Merrill is music director of the Coastal Symphony of Georgia and spent four years as the associate conductor of the Detroit Symphony Orchestra under vaunted music director Leonard Slatkin.

Many up-and-coming conductors consider concerts for young people to be “lesser” engagements. The audiences are young and sometimes the musical repertoire isn’t regarded as serious.

Not Merrill. Perhaps it’s because she has two young sons. Or possibly it’s that, under the tutelage of Slatkin, she grew to understand the importance of all music in building audiences.

“Concerts like this might be some of these children’s first opportunity to see a symphony orchestra,” said Merrill. “Being in the concert hall with the music is so different from hearing it on a television or some other recording. In a concert hall you can actually feel the walls pulsing with the sound. Children might not be able to explain that difference. But they know it. They can feel it. And they will never, ever forget it.”

first YPC 1920
A 1920s advertisement in the CSO program book
for the first Young People’s Concert.

Cincinnati, she knows, has a long history of performing for young audience members. Indeed, the orchestra’s first Young People’s Concerts took place more than a century ago. Since then, the orchestra expanded the Young People’s Concerts, added a pair of youth orchestras, and launched the Lollipops series—the program that will bring Merrill to Cincinnati.

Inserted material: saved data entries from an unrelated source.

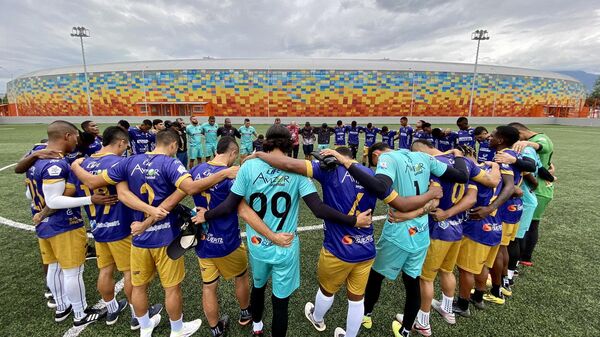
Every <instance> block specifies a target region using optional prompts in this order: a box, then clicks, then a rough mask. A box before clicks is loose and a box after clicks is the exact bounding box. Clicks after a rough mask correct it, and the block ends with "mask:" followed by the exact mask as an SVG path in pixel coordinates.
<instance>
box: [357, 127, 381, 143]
mask: <svg viewBox="0 0 600 337" xmlns="http://www.w3.org/2000/svg"><path fill="white" fill-rule="evenodd" d="M361 132H364V133H365V146H366V147H370V146H371V145H373V144H375V142H376V141H377V135H378V134H379V132H381V130H380V129H378V128H370V129H369V128H362V129H361Z"/></svg>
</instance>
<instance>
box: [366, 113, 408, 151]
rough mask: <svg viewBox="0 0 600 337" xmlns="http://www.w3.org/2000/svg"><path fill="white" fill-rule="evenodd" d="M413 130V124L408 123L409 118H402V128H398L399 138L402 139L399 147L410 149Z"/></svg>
mask: <svg viewBox="0 0 600 337" xmlns="http://www.w3.org/2000/svg"><path fill="white" fill-rule="evenodd" d="M413 131H414V130H413V128H412V126H410V125H408V118H406V117H402V118H400V130H398V138H399V139H400V141H399V142H398V148H399V149H410V144H412V136H413ZM371 145H372V144H371Z"/></svg>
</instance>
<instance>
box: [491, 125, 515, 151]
mask: <svg viewBox="0 0 600 337" xmlns="http://www.w3.org/2000/svg"><path fill="white" fill-rule="evenodd" d="M496 135H499V136H500V137H501V138H502V142H503V143H504V145H507V146H508V147H511V146H513V144H514V143H516V142H518V141H519V130H517V129H516V128H515V127H512V126H508V125H500V126H498V127H497V128H496Z"/></svg>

“Last August, Sam and I started talking about what we wanted this concert to be, said Merrill. “We wanted it to be joyful. And entertaining. And, to a certain extent, to touch on current events. Finally, we came up with this—Girls Rock.”

For this Lollipops program, the girls who “rock” are female heroes. Some are mythological, like the Valkyrie warriors of Norse mythology. Others aren’t even human, like the snowy owl Hedwig, Harry Potter’s loyal protector. Others have their own, real-world musical yarns to spin, like composer Jennifer Higdon and singer Aretha Franklin.

It will be Merrill’s first time hearing Cincinnati’s orchestra.

“I know the reputation, of course,” she said. “I worked with one of my dear friends, Damon Gupton (the Pops’ Principal Guest Conductor), in Detroit. He always talked of loving to go back to Cincinnati to work with the orchestra. I guess I’m about to find out for myself. I can’t wait.”